In an auto dealership, customer comfort is crucial, even in the service center where there has been a move away from relying on ambient temperature to heated or cooled environments. (This consideration makes visiting the service counter pleasant and the employees more productive.) However, with large doors opening and closing every few minutes, massive amounts of heating and cooling energy escape the building. That loss amounts to thousands of dollars in utility costs, in addition to making the systems conditioning the air work harder.
The rapid door speed minimizes energy loss by exposing the doorway for just seconds. For a typical service center, each door cycles well over 60 times a day. According to recently released research from the Door and Access Systems Manufacturers Association (DASMA), the ability of high-speed doors to minimize air infiltration when cycled at least this amount can exceed the energy savings of a slower, insulated door.
The DASMA research alters the perspective in evaluating door energy efficiency. It took into consideration common U-factor, air leakage, and motor horsepower values in a comparison of high-speed doors to conventionally operating insulated doors. Rather than strictly relying on door thickness or insulation to prevent energy loss, the study showed high-speed doors become more efficient when cycled 55 or more times per day.

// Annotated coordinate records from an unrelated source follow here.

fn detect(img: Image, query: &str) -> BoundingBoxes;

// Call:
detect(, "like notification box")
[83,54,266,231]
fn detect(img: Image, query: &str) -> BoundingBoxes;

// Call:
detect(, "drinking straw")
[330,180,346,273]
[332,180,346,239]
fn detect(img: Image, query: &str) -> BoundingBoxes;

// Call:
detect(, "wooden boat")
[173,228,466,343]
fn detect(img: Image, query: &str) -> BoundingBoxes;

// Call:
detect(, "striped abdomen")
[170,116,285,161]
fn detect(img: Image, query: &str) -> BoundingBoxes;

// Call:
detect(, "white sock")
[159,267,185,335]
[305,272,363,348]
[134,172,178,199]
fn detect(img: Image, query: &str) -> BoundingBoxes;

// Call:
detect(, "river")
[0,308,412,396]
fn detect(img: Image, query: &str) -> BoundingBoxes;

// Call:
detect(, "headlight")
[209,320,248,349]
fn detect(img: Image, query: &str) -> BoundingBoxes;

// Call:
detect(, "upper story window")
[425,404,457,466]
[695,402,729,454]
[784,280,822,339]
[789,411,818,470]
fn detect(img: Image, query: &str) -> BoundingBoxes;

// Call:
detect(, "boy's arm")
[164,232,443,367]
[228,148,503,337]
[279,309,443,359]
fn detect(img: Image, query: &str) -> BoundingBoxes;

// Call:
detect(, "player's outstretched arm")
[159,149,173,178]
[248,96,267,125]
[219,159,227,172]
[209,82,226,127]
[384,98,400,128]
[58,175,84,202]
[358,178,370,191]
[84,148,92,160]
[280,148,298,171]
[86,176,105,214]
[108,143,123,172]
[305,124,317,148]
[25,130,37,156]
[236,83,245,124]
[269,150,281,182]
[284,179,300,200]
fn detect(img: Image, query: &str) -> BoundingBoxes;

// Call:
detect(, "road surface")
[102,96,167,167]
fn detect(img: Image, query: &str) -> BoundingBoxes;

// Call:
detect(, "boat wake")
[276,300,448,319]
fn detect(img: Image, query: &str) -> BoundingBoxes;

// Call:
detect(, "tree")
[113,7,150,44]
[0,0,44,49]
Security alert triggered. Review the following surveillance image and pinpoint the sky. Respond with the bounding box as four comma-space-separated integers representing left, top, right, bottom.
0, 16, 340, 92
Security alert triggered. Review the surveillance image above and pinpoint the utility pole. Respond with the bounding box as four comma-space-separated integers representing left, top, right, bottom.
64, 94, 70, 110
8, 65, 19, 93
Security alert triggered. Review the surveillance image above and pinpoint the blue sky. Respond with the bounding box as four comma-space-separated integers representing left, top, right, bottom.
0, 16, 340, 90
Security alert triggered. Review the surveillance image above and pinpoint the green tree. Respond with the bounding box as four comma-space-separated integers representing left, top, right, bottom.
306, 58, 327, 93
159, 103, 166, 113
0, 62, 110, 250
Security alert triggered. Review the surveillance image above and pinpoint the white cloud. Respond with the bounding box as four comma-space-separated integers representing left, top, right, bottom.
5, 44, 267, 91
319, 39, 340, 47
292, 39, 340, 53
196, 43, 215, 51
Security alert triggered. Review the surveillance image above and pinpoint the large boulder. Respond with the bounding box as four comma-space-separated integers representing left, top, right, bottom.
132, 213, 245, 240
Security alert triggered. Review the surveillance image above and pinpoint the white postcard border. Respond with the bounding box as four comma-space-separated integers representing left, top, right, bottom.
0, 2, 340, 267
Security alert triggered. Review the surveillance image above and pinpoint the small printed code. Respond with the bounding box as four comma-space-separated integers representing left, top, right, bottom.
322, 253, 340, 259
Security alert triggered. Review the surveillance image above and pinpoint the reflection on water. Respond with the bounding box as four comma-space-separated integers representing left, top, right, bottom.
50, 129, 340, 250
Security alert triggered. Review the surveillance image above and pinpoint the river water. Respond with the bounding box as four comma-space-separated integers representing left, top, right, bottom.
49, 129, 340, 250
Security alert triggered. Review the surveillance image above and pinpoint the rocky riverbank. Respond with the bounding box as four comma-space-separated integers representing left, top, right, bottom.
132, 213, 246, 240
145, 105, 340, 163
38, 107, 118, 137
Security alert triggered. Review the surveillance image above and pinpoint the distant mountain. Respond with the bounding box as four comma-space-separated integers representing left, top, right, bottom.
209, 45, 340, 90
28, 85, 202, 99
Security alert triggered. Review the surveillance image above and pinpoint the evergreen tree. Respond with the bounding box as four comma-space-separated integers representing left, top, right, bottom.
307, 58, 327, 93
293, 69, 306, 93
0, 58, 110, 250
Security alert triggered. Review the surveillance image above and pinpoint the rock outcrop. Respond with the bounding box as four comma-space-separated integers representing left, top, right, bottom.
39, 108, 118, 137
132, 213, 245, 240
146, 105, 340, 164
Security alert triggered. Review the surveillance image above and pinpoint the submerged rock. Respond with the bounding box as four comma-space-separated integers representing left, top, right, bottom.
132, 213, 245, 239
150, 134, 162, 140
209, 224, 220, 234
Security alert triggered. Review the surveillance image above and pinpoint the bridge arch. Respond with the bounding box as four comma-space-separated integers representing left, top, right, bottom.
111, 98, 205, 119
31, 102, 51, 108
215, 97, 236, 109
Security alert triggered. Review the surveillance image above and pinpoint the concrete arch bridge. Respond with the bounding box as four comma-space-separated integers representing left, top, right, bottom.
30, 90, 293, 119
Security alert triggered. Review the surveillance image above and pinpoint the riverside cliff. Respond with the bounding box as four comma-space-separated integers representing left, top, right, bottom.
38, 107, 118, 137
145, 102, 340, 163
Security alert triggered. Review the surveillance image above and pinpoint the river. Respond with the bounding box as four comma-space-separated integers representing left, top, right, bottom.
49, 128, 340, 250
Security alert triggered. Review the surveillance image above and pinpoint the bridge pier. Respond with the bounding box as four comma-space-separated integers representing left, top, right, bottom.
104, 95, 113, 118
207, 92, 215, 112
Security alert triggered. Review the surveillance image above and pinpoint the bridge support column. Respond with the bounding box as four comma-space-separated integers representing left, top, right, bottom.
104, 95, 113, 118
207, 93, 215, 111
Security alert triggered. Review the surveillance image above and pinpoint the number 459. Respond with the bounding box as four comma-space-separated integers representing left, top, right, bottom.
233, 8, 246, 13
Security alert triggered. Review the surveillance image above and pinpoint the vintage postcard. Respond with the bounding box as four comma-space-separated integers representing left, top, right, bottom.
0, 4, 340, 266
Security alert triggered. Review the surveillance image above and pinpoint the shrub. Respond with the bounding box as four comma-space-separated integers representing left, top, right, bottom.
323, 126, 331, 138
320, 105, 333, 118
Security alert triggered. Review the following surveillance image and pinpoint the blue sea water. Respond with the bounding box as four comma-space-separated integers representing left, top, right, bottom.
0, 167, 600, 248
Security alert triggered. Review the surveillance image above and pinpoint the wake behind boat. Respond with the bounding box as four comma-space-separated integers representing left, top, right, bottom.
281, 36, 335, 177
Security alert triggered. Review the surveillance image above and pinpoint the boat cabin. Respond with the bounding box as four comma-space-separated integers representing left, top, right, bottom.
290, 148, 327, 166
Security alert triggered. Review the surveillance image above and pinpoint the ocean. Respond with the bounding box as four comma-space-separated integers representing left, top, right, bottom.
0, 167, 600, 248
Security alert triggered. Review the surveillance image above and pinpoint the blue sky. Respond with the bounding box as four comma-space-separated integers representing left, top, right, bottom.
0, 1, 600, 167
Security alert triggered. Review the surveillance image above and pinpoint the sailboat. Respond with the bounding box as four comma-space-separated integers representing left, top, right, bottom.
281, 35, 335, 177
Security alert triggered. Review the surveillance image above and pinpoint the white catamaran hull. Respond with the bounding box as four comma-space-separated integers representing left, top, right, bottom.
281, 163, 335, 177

High-speed doors are excellent at controlling ‘air exchange’—that is, the air flowing through a door opening that is not fully closed. In fact, when taking thermal transmittance (U-factor), air leakage, and door power usage into consideration, the air exchange can be the most significant part of the total energy loss for a door, depending on the application.
The DASMA study brought about code changes related to high-speed doors. Given the significantly reduced air-infiltration window, Addendum da of American Society of Heating, Refrigeration, and Air-conditioning Engineers (ASHRAE) 90.1-2010, Energy Standard for Buildings Except Low-rise Residential Buildings, relaxes air leakage requirements for high-speed doors by factoring in this trade-off. (To read the January 2014 Consulting-Specifying Engineer article, “What’s new in ASHRAE 90.1-2013,” by Jeff Boldt, PE, LEED AP, HBDP, FPE, visit www.csemag.com/single-article/what-s-new-in-ashrae-901-2013/85cefb05bf5d6ceacbdf804fe32d2945.html.) This is also reflected in ASHRAE 189.1-2014, Standard for the Design of High-Performance Green Buildings. In fact, last year, the International Energy Conservation Code (IECC) recognized the energy-saving benefits of high-speed doors for the first time. (For more information, read the October 2015 Building Design+ Construction article, “2015 IECC recognizes benefits of high-speed doors,” by Peter Fabris. To check it out online, visit www.bdcnetwork.com/ 2015-iecc-code-recognizes-benefits-high-speed-doors.)
Beginning with the 2015 edition, IECC includes a maximum allowable air infiltration rate of 1.3 cfm/sf of door area for high-speed doors. This requirement is consistent with the 2013 version of ASHRAE 90.1. In the current edition of IECC, ANSI/DASMA 105, Test Method for Thermal Transmittance and Air Infiltration of Garage Doors, is listed as the acceptable approach to obtain air infiltration values for high-speed doors. Although IECC requires a restrictive R-value (minimum 4.75) for the door component, a design professional is permitted to employ the U-factor trade-off method across the entire building envelope to compensate in the form of increased wall and/or roof R-values.
When they are closed, high-speed roll-up doors have gaskets on all four perimeters to effectively bottle up conditioned air in the building. The tight seal on any door can be threatened if it is hit, but the speed of these assemblies means this is unlikely to happen at a dealership, despite the very short distance a car travels to enter or exit the building. By the time the driver shifts the car into drive, the door is very likely rolled up and tucked away under the door header.
This same tight seal of high-speed doors to keep energy in the building, also keeps intruders out. Although many of thefts involve taking vehicles off the lot, break-ins at the dealership can be common as well. Along with the cars, thieves will take tools and spare parts from the service area. This is greatly discouraged by the closed doors’ rigid aluminum slat construction and integrated locking system.
Some dealerships are using fabric high-speed roll-up doors during operating hours with a backup garage-style door to lock up at night. While this may be a lower up-front cost investment, two doors double the facility’s maintenance costs. As for the issue of aesthetics, the surface of a fabric door also will show signs of wear and tear over time, while a rigid panel door will not.